As oil markets struggle to recover from the shock of Hurricane Katrina, OPEC officials meeting here Monday mulled whether to raise official crude output by 500,000 barrels per day or simply make more oil available on demand.
Ministers from the 11-member Organisation of Petroleum Exporting Countries are gathering in Vienna to explore ways to ease oil prices which, while off recent record highs, are now impacting on economies around the world.
OPEC President Sheikh Ahmad Fahd al-Sabah told a press briefing late Sunday that under the first option the cartel would "increase the (output) ceiling by 500,000 barrels a day to bring it to 28.5 million bpd."
An official quota of 28.5 million bpd would mark an all-time high since the headline OPEC figure was created in 1987.

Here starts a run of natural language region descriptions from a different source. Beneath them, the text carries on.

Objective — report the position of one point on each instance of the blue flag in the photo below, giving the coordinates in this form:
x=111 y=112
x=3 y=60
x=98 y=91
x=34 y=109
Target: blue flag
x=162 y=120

The other option, Sheikh Ahmad said, was that OPEC producers would keep the production ceiling at 28 million bpd but would make two million more available if needed.
He did not indicate which possibility had the most support, but personally preferred the second, saying "that would stabilize the price" of crude oil, currently stuck above 60 dollars a barrerl.
Many OPEC ministers however had indicated with more or less enthusiasm that they would back a quota hike, and Algerian Energy Minister Chakib Khelil told reporters late Sunday he believed that was what the final decision would be.
Sheikh Ahmad, who is also Kuwait's oil minister, stressed Sunday that OPEC -- which accounts for 40 percent of world crude oil production -- sought "to make sure for everybody that there is enough supply".
But many OPEC members have said high energy prices were now due more to a lack of refining capacity, made worse by damage caused by Katrina along the Gulf of Mexico, rather than to a lack of crude oil.
With the exception of Saudi Arabia, the world's largest oil producer, OPEC countries are already pumping at full capacity, and above the current quota.
Most stressed therefore that new refineries were needed to relieve bottlenecks in the so-called downstream sector.
"The refinery problem cannot be solved in one day. We have to live with it until we upgrade our refining capacity and build new refineries," Sheikh Ahmad said.
Crude oil supply got a boost after industrialised countries that belong to the International Energy Agency decided on September 2 to release 60 million barrels of oil from strategic reserves over a 30-day period to counter the devastating effects of Katrina.
That scenario inspired the second OPEC option, according to the sheikh.
The oil cartel sought above all to reassure consumers and oil markets, where prices which hit a record 70.85 dollars in New York on August 30 in the hurricane's wake.
In response to urgent calls from oil-consuming countries, OPEC would "make sure for everybody that there is enough supply", Sheikh Ahmad said.
He expressed concern for consumers who had been slammed by sharply higher prices for petroleum products, noting "a lot of problems starting to show on the growth of economies, especially in underdeveloped countries".
But increased output by OPEC members has thus far failed to soften the impact of what some call a third "oil shock" following those of 1973 and 1979.
The Kuwaiti minister said oil prices had been kept high by the hurricane, by geopolitical tensions in the Middle East and by the refinery bottleneck, which he believed was the main problem.
But others suggested that oil supply might still be an issue.
Edmund Daukoru, the Nigerian presidential oil advisor, urged OPEC colleagues to agree on a realistic quota increase and announce "something on which we can deliver".
Analyst Jason Schenker of Wachovia Bank also warned that announcing a quota hike could backfire if the cartel was unable to come up with the goods.
"If they increase the quota and are not able to meet it, that would be the worse case scenario for the market and extremely bullish for international prices," Schenker said.